What is Active Listening?

To understand what active listening means, we must first distinguish the difference between hearing and listening. Our sense of hearing is one of our most crucial senses for the act of communication – it is how we impart ideas verbally towards others, and the words that we choose contain the meaning that we want others to receive.

However, a large portion of how we communicate comes from other aspects than simply the words alone. The tone that we choose, the way we hold our bodies and maintain eye contact, the pauses and the speed at which we speak are where the brunt of our meaning is communicated. In outsourced b2b sales, most of what we say is communicated over the phone. While this means we can focus less on how we look and move, it places greater emphasis on the power of our voices.

Hearing is a broad word to describe the range of sounds that the human brain can interpret. If I focus, I can hear people around me talking on the phones, the sound of my computer humming, office chairs creaking around me. For the most part, my brain blocks out these sounds which are not pertinent to what I am doing. Listening refers to sounds that I perceive and engage with. If someone says my name, or I am playing new music, or I am having a conversation, I am typically “listening” rather than just “hearing.”

Active listening takes “listening” to the next level. You are listening to the words being spoken to you and demonstrating that you have done so. This shows the prospect that you are engaged and paying attention – without body language or gestures, this is an essential tip for closing inside sales. Hearing is a subconscious activity, listening is conscious (what is being said and how it is being said) and active listening is an action that you perform.

Styles of Active Listening

Humans are social creatures, but listening doesn’t come naturally to us – in fact, it is estimated that only 6% of people have been trained in on listening techniques. Listening is key to get the process talking about what interests them about what they are looking for. Below are three ways that you can demonstrate to your prospect that you are engaging in active listening.

Repeating – Sometimes the best way to tell someone that you’re listening to what they are saying is to repeat what they have just told you, word for word. This can be particularly effective if a prospect is trying to formalize something that they haven’t thought of into words, like a pain point they have felt but haven’t said aloud.

Paraphrasing – Repetition doesn’t work in all cases – sometimes people talk for ten minutes, and it doesn’t make sense to repeat back what they have said. Paraphrasing takes the key ideas they have mentioned to you and puts them into basic, more economic language. To paraphrase this active listening technique: “say it simple.”

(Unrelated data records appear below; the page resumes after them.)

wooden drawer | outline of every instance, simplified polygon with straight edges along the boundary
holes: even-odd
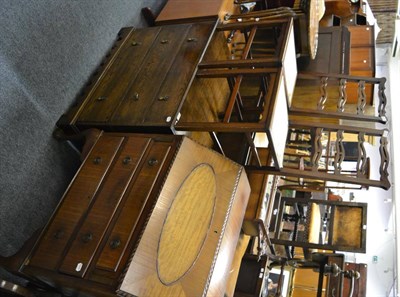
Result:
[[[29,266],[115,285],[181,139],[100,136],[45,228]]]
[[[354,71],[358,70],[370,70],[371,72],[374,71],[375,69],[374,48],[355,47],[351,49],[350,55],[351,55],[350,72],[352,74],[354,73]]]
[[[56,269],[71,236],[95,200],[99,184],[109,171],[122,141],[123,137],[108,136],[98,140],[53,215],[30,265]]]
[[[373,26],[348,26],[350,31],[351,47],[374,46]]]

Reflecting – When you need to take a prospect’s words and connect them to things that you have said, consider using reflection as a method of active listening. Reflecting is a method of connecting the dots, taking the ideas that a person has told you and drawing them to the topic at hand. While repetition is an effective way of demonstrating that you have listening, reflection shows that you have listened while moving the conversation in a new direction.

Shut Up and Listen

At Acquirent, we believe that listening is a highly undervalued tool in sales that is overlooked in the training process. One of our key pillars is “shut up and listen” – this means to focus less on pitching a product and have the prospect pitch themselves the product. Utilizing all three of the active listening techniques is key to closing deals. We can easily babble our way out of a sale. Have your prospect’s words work for you, and you will see a dramatic improvement in your sales figures.